I have been seeing my boyfriend for 18 months. We are both divorced and each have our own children who are grown up and have left our respective homes. I met him online and was horrified to discover after a few months that I know (and actively dislike) his ex-wife. She is a bit of a Queen Bee who is very attention seeking and dramatic, quite opposite to my temperament. They divorced in 2009 but remain good friends. When she found out that I was seeing him she tried to become friends with me and became quite unpleasant to me when I didn't jump at the chance!

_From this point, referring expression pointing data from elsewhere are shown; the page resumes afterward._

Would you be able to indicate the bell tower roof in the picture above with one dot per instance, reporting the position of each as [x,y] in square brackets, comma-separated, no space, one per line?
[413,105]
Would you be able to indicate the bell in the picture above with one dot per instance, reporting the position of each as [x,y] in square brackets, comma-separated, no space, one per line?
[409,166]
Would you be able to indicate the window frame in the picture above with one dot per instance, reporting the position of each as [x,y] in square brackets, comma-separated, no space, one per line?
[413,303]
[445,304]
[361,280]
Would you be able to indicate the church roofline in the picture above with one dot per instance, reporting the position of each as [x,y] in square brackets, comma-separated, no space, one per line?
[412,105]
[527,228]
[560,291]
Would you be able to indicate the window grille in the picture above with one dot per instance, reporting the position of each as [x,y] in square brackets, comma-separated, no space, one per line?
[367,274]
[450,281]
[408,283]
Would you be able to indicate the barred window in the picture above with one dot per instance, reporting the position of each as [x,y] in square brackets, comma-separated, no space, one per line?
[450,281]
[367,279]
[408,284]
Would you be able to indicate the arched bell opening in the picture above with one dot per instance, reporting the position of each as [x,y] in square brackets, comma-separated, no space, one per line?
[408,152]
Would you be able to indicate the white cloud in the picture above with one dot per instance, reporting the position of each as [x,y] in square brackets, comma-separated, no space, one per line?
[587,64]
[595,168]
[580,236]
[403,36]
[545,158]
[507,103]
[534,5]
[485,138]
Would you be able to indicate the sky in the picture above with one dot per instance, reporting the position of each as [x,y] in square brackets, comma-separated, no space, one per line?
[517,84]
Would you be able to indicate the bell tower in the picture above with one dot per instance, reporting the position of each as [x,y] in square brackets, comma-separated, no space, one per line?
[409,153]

My boyfriend is aware of this but he is a sweet and rather passive man who just wants a quiet life. He told me that his ex-wife irritates him but he puts up with it for the sake of the family. They all spend Christmas together at his house every year and meet up regularly for walks and coffee. I can cope with the Christmas thing and have spent the last couple of Christmases with my youngest daughter and her partner, but am not happy with the other meetings.
In addition he is also still close friends with the rest of his ex's family and talks about them with great admiration. I have met most of them and learned quite a lot about them and I'm afraid I do not like them or their behaviour towards others. We had an argument about it at the weekend as he kept insisting that they were amazing people. I thought that he and I had similar values but it became clear that we differ strongly on what we consider to be acceptable behaviour and what we are prepared to overlook. I am not sure whether there is a future for us, but I do worry that I am being too fussy and should accept that nobody is perfect.